Janet Fang has a SmartPlanet article about a joint project between the people who brought you Coke and the guy who brought you the Segway:
Coca-Cola has faced plenty of criticism over its bottled water business, and it’s been accused of creating water shortages in India because it uses so much to make its soft drinks. But, just last week, the company pledged to provide safe drinking water to twenty countries by the end of 2015. One of the ways Coke plans to do so is combine its know-how with Segway’s futurism, Businessweek reports.Rico says every once in awhile, capitalism does something good for the planet...
Dean Kamen, inventor of the Segway, has actually worked with the drinking company before. His design group, DEKA Research and Development, created the Freestyle, Coke’s touch-screen soda fountain.
Now Kamen has Coke’s backing for a water purification technology, the Slingshot (photo).
The vapor-compression machine basically boils and condenses any kind of dirty water.
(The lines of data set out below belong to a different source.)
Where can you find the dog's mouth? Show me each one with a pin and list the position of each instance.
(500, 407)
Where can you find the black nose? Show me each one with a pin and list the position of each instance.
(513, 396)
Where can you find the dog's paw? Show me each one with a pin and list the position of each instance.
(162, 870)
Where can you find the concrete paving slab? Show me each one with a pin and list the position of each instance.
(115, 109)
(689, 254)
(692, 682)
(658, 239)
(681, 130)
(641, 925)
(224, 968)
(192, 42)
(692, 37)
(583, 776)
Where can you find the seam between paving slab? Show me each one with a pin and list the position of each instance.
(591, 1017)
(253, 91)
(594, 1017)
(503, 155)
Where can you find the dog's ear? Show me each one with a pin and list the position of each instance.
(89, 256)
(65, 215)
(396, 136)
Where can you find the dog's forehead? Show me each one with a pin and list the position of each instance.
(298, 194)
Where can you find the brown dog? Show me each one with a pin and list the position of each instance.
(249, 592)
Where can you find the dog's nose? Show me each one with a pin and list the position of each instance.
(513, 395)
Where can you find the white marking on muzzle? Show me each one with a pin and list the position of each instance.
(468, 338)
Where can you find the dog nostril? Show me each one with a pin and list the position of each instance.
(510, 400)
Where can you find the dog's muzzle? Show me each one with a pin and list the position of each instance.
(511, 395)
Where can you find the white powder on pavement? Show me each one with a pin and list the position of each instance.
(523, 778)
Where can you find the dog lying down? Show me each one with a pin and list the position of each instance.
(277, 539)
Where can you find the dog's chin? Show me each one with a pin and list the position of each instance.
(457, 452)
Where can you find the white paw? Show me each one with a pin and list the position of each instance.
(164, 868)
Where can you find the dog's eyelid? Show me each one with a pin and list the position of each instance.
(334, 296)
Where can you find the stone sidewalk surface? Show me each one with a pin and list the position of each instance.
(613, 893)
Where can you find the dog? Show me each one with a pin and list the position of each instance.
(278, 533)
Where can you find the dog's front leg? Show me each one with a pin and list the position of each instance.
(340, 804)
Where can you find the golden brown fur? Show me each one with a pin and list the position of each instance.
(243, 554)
It can produce about thirty liters of water an hour, using as much energy as a hair dryer.
It’s about the size of a hotel mini-bar, and weighs three hundred pounds. The power source doesn’t have to be electric. It can run on solar power, batteries, and even methane from animal dung. But it took several hundred thousand dollars to make one.
Kamen didn’t have the infrastructure to manufacture and distribute the boxes cost-effectively. That’s where Coke comes in. It knows how to do those things with sometimes frightening efficiency. And just think what the soft-drink juggernaut knows about marketing.
They hope to bring Slingshot to communities in rural parts of Latin America and Africa.
In addition to DEKA R&D, Coke is also partnering with IBM, Inter-American Development Bank, McCann Health, NRG Energy, Qualcomm Technologies, and UPS. The global collaboration will also be utilizing Ekocenters (video). These “downtowns in a box” offer a locally-tailored mix of products, services, and resources, such as safe drinking water, wireless communications, and refrigerated vaccination storage.